Biophysical characterization of the interaction partners LOV-HK and PhyR of the Brucella abortus blue-light sensing pathway (Póster)

WANDA M. VALSECCHI; ELIANA S. IBARRA; MARÍA V. COSENTINO; MARÍA L. CERUTTI; FERNANDO A. GOLDBAUM; SEBASTIÁN KLINKE; JIMENA RINALDI

Rosario

Congreso; L Reunión Anual de la Sociedad Argentina de Biofísica (SAB); 2022

Sociedad Argentina de Biofísica (SAB)

Brucella abortus is a Gram-negative intracellular bacterium that affects cattle causing brucellosis, a worldwide disease that can be transmitted to humans. Its genome encodes a sensor histidine kinase (HK) containing a light‑oxygen‑voltage (LOV) domain, LOV‑HK, which plays an important role in the light‑regulated Brucella virulence. Activation of the sensor LOV domain, leads to an increase in autophosphorylation of a histidine residue in the HK domain. Subsequently, the phosphate group is transferred to a conserved aspartate residue in the receiver domain of a response regulator (RR) protein, which elicits an output response and finally modulates gene expression and cellular physiology.
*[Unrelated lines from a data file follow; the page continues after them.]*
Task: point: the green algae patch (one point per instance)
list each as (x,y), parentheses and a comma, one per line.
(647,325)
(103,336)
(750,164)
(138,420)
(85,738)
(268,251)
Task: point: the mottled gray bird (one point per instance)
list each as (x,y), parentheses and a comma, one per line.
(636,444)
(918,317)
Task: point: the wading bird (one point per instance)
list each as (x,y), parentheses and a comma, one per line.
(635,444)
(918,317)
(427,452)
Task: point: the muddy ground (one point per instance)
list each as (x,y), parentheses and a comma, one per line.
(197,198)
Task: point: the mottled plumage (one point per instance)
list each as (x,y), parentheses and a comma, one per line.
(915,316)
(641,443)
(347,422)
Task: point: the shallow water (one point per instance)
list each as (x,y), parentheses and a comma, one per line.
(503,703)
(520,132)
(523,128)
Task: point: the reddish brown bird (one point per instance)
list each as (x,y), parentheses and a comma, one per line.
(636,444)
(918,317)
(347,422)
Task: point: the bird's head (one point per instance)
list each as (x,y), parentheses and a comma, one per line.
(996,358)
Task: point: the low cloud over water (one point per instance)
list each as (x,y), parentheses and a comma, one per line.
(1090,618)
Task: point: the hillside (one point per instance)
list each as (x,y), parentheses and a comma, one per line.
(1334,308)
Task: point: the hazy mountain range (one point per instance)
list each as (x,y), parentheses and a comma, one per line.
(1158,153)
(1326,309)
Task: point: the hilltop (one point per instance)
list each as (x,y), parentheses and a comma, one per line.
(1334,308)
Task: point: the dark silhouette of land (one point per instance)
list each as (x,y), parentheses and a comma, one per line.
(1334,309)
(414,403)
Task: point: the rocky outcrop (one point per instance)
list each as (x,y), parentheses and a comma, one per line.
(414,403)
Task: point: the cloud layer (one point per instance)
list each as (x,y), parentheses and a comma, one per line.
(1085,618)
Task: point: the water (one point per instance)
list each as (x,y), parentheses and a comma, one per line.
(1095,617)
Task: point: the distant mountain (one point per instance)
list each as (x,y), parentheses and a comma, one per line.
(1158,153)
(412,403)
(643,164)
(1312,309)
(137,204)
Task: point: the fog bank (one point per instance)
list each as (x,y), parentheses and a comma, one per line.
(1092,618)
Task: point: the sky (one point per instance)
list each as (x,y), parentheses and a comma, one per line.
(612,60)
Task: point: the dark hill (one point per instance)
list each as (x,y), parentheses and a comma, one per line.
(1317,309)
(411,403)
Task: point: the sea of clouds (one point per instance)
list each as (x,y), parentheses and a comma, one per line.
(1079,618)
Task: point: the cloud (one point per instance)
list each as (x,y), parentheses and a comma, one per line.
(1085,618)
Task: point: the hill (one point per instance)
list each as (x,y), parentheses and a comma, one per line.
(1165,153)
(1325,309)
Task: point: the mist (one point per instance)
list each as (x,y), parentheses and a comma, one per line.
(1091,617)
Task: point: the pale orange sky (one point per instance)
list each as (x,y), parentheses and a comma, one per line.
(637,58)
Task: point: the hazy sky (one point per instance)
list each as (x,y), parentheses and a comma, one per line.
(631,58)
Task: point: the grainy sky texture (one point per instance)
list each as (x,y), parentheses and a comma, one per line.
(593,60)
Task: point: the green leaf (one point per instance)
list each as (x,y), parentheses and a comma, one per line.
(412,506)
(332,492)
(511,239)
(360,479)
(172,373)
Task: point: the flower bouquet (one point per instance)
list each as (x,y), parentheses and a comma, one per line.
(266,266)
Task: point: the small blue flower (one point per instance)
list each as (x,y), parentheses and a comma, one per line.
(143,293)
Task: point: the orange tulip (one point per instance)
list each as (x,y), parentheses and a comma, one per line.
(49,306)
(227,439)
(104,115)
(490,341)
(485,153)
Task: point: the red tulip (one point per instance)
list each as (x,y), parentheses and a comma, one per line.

Previously we have demonstrated that LOV‑HK functionally interacts with two RRs called PhyR and LovR, constituting a functional two-component system (TCS). Given the fact that PhyR is considered the main RR of this TCS, while LovR may play an auxiliary function, and considering that we have already solved the crystal structure of PhyR, we made different efforts to purify or stabilize the LOV‑HK/PhyR complex in solution with the further aim to obtain its three‑dimensional structure. Here we present results on the biophysical characterization by SLS, DLS and crosslinking, and the efforts to obtain structural information of the complex by direct co‑crystallization. In all these cases, considering the previous experience in the literature with other TCS complexes, we tested the addition of ADP, or an ATP analogue (AMP-PCP) and Mg2+, and BeF3– to mimic the LOV‑HK or PhyR phosphorylation states, respectively.